Une bourgeoise se fait surprendre par une femme en sortant de chez son amant et succombe à son chantage, à partir de ce moment la peur que son aventure soit découverte par son mari ou que cette horrible femme n'aille le voir ne la quitte pas. Mais il s'avère que le mari a orchestré ce chantage afin qu'elle lui revienne.

À présent que la bonne lui enlevait son manteau, qu’elle entendait dans la pièce voisine son petit garçon jouer avec sa sœur cadette, et que son regard apaisé rencontrait partout des choses familières, bien à elle et rassurantes, elle retrouva une apparence de calme, tandis que les vagues souterraines de l’émotion agitaient encore douloureusement sa poitrine oppressée. Elle ôta sa voilette et s’efforça de détendre ses traits, bien décidée à paraître naturelle ; puis elle entra dans la salle à manger, où son mari lisait le journal devant la table mise pour le dîner. « Il est bien tard ma chère Irène », fit-il sur un ton d’aimable reproche.
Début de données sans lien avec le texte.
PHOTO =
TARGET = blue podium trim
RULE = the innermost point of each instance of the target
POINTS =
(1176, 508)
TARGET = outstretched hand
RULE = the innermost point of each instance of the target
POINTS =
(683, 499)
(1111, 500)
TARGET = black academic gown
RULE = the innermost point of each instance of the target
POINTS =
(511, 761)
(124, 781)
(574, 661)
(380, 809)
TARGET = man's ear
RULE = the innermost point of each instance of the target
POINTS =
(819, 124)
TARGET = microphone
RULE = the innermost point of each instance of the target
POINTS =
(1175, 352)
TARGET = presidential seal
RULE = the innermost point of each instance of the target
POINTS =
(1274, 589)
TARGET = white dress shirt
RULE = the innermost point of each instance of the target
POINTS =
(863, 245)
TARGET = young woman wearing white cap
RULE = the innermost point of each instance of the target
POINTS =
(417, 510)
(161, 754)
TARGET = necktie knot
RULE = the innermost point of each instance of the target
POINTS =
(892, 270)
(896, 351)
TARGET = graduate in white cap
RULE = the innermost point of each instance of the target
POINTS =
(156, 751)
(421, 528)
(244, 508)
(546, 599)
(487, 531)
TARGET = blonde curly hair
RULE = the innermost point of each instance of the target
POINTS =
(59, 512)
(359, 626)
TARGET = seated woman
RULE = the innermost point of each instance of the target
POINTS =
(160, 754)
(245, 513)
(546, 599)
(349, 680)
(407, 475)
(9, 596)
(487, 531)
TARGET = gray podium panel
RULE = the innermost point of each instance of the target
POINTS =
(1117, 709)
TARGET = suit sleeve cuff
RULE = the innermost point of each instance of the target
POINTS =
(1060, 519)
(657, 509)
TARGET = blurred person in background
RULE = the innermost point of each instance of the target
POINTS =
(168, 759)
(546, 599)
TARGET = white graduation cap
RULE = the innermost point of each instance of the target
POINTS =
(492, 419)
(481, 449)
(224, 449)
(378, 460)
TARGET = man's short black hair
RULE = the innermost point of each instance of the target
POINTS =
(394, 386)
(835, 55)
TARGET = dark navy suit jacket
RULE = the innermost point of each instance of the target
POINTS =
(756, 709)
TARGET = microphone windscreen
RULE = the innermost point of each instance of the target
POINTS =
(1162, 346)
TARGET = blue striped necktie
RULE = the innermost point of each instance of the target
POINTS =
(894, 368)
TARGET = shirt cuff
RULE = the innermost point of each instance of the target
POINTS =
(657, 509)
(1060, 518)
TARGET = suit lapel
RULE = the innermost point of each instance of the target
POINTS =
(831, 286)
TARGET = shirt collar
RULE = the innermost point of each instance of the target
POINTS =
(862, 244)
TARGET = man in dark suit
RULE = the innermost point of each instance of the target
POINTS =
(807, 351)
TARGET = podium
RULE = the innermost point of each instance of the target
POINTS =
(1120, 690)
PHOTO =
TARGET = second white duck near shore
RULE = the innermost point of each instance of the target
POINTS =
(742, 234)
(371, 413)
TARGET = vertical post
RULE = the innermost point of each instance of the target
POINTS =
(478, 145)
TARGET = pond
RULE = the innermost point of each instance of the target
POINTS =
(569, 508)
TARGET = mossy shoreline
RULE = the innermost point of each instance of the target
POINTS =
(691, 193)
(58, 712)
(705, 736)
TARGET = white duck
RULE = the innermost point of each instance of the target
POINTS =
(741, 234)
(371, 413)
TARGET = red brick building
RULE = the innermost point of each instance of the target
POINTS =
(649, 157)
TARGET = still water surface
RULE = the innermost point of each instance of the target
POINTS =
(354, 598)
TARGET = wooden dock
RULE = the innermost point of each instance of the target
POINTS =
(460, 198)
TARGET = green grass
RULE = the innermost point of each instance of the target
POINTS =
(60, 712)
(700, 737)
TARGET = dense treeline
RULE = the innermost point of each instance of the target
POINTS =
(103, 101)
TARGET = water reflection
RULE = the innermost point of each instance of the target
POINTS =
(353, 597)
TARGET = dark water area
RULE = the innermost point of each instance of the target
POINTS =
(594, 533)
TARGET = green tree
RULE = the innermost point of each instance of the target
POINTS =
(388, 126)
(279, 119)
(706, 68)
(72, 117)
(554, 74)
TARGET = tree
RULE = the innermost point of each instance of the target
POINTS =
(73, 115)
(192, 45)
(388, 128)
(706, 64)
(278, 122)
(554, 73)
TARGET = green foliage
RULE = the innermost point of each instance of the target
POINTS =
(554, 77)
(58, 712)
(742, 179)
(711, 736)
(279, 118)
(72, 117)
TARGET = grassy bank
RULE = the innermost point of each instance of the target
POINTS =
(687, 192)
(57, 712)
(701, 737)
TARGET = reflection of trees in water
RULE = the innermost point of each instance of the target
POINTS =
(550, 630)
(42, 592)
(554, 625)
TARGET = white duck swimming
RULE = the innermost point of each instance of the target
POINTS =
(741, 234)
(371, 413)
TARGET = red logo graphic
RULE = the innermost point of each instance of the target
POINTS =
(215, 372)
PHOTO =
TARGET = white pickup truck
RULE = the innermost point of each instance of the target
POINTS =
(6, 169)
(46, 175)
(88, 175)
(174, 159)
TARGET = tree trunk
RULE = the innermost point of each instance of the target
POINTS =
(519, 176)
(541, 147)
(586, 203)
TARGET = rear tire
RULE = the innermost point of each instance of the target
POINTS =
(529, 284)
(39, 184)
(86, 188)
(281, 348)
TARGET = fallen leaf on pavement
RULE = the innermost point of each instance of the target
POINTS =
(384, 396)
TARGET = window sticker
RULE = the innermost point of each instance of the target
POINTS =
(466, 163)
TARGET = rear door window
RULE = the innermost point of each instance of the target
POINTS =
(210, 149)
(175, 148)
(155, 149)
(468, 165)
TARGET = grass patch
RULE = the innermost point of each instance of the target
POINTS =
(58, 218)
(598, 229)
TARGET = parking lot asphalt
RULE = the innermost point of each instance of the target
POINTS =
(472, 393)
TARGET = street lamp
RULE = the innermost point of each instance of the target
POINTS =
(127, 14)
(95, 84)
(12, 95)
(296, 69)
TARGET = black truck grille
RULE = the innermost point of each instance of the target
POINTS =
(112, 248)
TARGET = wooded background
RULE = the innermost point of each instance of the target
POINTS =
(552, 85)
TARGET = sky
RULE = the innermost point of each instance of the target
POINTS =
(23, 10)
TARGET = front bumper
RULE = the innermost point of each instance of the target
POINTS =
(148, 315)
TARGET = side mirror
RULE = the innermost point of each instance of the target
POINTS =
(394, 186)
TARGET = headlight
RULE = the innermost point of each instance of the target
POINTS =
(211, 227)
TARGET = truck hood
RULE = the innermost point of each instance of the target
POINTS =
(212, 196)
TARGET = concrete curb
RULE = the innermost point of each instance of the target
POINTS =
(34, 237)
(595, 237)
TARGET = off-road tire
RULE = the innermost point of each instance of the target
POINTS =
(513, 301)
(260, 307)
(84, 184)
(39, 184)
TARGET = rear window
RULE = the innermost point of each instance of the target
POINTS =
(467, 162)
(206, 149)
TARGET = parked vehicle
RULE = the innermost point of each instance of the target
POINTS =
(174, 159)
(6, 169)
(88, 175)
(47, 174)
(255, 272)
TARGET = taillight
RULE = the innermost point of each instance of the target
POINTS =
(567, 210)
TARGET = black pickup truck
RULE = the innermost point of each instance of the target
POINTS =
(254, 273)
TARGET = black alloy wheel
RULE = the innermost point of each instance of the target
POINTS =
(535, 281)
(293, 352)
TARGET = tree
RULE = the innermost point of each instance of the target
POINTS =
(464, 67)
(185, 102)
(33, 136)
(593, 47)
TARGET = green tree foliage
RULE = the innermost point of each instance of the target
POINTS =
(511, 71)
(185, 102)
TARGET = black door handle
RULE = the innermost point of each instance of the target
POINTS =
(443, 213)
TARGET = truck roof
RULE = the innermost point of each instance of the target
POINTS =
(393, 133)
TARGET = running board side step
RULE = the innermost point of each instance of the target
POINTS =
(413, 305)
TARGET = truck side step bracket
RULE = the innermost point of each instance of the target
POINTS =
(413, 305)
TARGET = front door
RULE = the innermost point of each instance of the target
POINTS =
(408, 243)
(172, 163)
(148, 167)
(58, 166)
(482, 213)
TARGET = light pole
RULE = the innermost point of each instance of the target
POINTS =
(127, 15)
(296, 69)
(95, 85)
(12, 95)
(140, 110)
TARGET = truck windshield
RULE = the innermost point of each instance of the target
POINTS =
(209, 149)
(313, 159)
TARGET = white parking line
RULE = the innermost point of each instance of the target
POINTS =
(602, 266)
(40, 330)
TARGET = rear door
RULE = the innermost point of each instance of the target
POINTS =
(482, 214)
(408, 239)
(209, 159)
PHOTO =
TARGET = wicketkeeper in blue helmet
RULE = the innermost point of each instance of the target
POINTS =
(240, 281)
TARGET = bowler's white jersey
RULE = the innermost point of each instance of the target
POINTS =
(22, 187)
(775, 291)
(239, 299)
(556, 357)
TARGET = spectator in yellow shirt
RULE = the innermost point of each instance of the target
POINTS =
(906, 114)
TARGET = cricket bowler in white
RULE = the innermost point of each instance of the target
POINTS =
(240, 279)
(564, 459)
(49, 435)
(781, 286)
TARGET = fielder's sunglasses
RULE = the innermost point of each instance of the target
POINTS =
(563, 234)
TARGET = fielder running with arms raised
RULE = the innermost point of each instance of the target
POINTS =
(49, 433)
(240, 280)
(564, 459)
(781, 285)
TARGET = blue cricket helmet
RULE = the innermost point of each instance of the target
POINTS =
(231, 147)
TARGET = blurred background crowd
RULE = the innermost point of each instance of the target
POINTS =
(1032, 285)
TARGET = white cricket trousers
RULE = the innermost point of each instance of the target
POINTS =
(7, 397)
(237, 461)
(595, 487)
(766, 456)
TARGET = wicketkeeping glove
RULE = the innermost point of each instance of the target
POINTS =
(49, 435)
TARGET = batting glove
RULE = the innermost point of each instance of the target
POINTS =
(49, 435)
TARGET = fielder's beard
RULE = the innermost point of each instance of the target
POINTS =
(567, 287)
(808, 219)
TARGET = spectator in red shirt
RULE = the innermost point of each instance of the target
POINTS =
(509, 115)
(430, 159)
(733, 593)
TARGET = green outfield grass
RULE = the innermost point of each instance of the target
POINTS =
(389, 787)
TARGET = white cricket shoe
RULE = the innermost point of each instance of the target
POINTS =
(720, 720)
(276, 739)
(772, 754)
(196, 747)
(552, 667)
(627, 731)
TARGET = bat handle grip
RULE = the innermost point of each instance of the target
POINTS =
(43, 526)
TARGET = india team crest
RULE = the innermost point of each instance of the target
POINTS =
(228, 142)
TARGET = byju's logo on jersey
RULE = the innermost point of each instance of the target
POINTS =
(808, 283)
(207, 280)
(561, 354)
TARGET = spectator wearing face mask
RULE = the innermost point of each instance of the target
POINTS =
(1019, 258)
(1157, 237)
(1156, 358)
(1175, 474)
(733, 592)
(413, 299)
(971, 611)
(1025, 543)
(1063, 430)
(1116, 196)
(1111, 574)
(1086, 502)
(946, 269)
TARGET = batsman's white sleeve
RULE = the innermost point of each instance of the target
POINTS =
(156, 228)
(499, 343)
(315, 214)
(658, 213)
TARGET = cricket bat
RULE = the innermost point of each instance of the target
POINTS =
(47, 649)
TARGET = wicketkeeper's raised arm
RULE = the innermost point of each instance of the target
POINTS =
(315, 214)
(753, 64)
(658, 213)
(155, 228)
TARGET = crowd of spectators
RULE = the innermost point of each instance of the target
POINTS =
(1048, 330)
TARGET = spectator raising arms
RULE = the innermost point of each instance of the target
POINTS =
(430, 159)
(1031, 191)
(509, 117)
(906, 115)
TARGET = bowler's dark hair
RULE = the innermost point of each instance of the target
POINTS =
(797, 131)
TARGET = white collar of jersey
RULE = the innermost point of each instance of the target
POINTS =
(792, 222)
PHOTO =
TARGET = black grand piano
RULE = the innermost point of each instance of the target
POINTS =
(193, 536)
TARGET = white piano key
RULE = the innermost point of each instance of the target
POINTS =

Il se leva et l’embrassa sur la joue ; elle en éprouva malgré elle un pénible sentiment de honte. Ils se mirent à table et, se détournant à peine de son journal, il demanda d’un air indifférent : « Où étais-tu pendant tout ce temps ?

2) Révélation inattendue d'un métier

Un homme arrive à Paris pour affaires et tandis qu'il attend son heure de rendez-vous il passe le temps à observer les passants jusqu'à ce qu'il distingue dans la foule le comportement étrange d'un homme très pauvrement vêtu, qu'il prend d'abord pour un détective déguisé en clochard, puis un policier mais qui se révèle être un pickpocket qui va finir par s'en prendre à lui et qu'il laissera filer, touché par sa misérable condition.

Ce personnage singulier s’imposa d’abord à mon attention par le simple fait qu’il revenait constamment dans mon champ visuel. Ces mille, ces dix mille autres passants que j’avais vus défiler pendant cette demi-heure disparaissaient tous comme tirés par d’invisibles fils : ils me montraient rapidement une silhouette, un profil, une ombre, et déjà le courant les avait emportés à tout jamais. Cet homme, au contraire, ne cessait de revenir et toujours au même endroit.

3) Leporella

Une servante disgracieuse et mal embouchée se met à aduler son employeur et prend en grippe l'épouse de son maître, au point de la supprimer ; l'époux, horrifié, cherche à prendre ses distances et lorsqu'il la renvoie, elle se suicide de désespoir.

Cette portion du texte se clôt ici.